1. (link: https://www.imdb.com/title/tt7666250/?ref_=nv_sr_srsg_9 imdb) biyografik dram. kübalı ünlü balet, dansçı Carlos Acosta'nın otobiyografisinden yola çıkılarak çekilmiş, şaşırtıcı ve buruk bir başarı hikayesi.
---her ne kadar biyografik olsa da buralar spoiler olabilir---
şaşırtıcı dedim çünkü hiç böyle bir hikaye beklemiyordum. başarının mutlulukla her zaman doğrusal bir ilişkisi olmayabiliyormuş. bütün çocukluk ve gençlik yıllarının kariyer uğruna başkasının (babası) isteğiyle belirlenmesi.. içim cız etti doğrusu.
başkalarının aksine ben bu filmde kariyerini kendi isteğiyle yönlendiren mutlu bir adam göremedim. sanki özellikle başarı kavramı arka planda bırakılmış gibiydi.
filmde carlos acosta'nın kendisi de oynuyor. herkesin bayıldığı, başarısını takdir ettiği ama içten içe aile ve ev hasretiyle yanan bir adam. filmin sonlarında babasının mezar taşı görüntüsü ve ancak o zaman eve dönüşü bayağı manidardı. zaten film de "no way home" otobiyografisinden uyarlanmış. otobiyografisine yorum yapanların çoğu da empati yoksunu (link: https://www.goodreads.com/review/show/825483371?book_show_action=true örnek): "As a mother of a male dancer, it's difficult not to judge Acosta as a man who clearly does not understand how truly fortunate he is. Most dancers do not have the gifts that he does. They also train away from home and give up a lot to be dancers. While dancing gave him a career, being a star gave him the means to earn a very good living - a living that most dancers will never have. Most working dancers in the Western world make very little money, and yet THEY are fortunate just to have a job contract........ For Carlos Acosta, dancing is his passport to freedom, even if he doesn't realize it yet."

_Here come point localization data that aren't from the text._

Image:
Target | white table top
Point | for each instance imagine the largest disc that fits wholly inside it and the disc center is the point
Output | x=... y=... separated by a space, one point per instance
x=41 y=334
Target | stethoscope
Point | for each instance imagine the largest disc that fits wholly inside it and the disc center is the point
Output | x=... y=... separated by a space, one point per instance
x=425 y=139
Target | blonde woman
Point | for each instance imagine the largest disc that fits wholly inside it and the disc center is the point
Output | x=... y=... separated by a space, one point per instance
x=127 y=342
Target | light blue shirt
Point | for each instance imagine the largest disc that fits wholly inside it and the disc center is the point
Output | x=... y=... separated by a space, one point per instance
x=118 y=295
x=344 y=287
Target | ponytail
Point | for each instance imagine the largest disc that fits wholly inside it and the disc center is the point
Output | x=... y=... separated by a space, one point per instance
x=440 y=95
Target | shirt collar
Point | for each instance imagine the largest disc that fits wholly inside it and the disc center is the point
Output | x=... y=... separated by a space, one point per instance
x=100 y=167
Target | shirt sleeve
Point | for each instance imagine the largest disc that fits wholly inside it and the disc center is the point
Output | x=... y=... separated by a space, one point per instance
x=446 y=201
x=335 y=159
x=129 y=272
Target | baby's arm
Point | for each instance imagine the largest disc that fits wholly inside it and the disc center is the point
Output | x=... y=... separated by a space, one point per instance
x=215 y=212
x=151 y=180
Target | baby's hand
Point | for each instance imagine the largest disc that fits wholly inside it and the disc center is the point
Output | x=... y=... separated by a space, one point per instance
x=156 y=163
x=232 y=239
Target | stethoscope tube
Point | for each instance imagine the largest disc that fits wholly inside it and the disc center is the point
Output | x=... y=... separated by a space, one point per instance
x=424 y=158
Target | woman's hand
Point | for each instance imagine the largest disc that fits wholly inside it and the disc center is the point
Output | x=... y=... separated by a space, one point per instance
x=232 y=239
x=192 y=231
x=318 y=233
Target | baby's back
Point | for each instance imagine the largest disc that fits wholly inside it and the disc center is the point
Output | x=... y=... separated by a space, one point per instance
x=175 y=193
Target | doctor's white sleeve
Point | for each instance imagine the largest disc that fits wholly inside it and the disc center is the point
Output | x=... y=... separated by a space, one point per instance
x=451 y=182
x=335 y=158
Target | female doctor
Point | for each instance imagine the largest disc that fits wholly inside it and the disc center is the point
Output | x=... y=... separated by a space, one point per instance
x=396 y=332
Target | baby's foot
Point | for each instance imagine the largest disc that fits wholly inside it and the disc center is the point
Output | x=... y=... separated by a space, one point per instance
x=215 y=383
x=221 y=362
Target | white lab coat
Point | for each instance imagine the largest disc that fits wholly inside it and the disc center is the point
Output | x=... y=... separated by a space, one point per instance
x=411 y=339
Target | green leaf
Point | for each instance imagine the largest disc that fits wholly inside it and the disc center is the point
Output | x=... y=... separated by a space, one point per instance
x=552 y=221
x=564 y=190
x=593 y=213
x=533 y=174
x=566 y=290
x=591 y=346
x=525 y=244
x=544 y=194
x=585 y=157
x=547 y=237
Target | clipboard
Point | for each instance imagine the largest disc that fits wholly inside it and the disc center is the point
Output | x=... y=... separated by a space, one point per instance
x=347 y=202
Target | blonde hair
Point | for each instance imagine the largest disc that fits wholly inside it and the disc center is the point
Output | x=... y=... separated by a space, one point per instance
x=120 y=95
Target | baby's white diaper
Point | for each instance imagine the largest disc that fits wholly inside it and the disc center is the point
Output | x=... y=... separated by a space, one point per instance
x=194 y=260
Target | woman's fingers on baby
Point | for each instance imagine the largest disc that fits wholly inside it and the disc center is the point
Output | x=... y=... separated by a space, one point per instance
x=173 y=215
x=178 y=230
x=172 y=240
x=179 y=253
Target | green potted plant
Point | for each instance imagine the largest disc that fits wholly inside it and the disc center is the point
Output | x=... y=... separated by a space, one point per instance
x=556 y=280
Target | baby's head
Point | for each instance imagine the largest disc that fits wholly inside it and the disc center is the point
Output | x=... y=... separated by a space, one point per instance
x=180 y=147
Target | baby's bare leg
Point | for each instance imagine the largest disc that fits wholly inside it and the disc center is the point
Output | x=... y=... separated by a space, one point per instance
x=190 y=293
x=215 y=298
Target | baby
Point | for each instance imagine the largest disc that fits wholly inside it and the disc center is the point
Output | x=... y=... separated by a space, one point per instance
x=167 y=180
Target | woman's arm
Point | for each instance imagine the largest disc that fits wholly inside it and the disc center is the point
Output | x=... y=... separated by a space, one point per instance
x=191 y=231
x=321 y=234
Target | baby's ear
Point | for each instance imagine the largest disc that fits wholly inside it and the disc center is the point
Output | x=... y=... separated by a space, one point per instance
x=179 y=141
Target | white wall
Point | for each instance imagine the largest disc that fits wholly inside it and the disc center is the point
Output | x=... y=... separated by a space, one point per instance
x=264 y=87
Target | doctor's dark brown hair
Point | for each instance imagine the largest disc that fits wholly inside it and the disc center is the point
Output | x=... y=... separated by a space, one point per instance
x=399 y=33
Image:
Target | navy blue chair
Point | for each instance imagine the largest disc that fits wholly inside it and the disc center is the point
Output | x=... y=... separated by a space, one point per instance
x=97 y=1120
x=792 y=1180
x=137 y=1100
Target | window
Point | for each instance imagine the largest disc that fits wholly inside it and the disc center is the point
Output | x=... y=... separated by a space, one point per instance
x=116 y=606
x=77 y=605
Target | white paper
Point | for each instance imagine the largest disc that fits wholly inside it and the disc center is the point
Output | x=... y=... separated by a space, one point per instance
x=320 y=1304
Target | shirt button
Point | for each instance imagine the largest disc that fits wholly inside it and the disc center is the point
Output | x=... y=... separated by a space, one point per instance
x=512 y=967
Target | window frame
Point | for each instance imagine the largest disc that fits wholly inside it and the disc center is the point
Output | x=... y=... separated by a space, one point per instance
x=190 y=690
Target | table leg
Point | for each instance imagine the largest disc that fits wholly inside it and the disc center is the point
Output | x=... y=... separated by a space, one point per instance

bırakın da adam istediği gibi yaşasın yahu! diyesim geldi.
---spoiler---
bu film insanın aklına ister istemez (link: https://www.imdb.com/title/tt0249462/?ref_=nv_sr_srsg_0 billy elliot) filmini getiriyor ki unutamadığım filmler arasında başı çeker. fakat ikisinin arasında çok fark var; birincisi billy elliot tamamen kurgusal bir karakterdi, ikincisi billy babasının karşı çıkmasına rağmen kendi isteğiyle dansa başlarken carlos babasının zorlaması ile başlıyor. en önemlisi de billy mutlu, carlos mutsuzdu. sinematografi yönünden billy elliot çok daha başarılıydı. yuli'de filmin ortalarına doğru biraz sıkıldım sonra toparladı.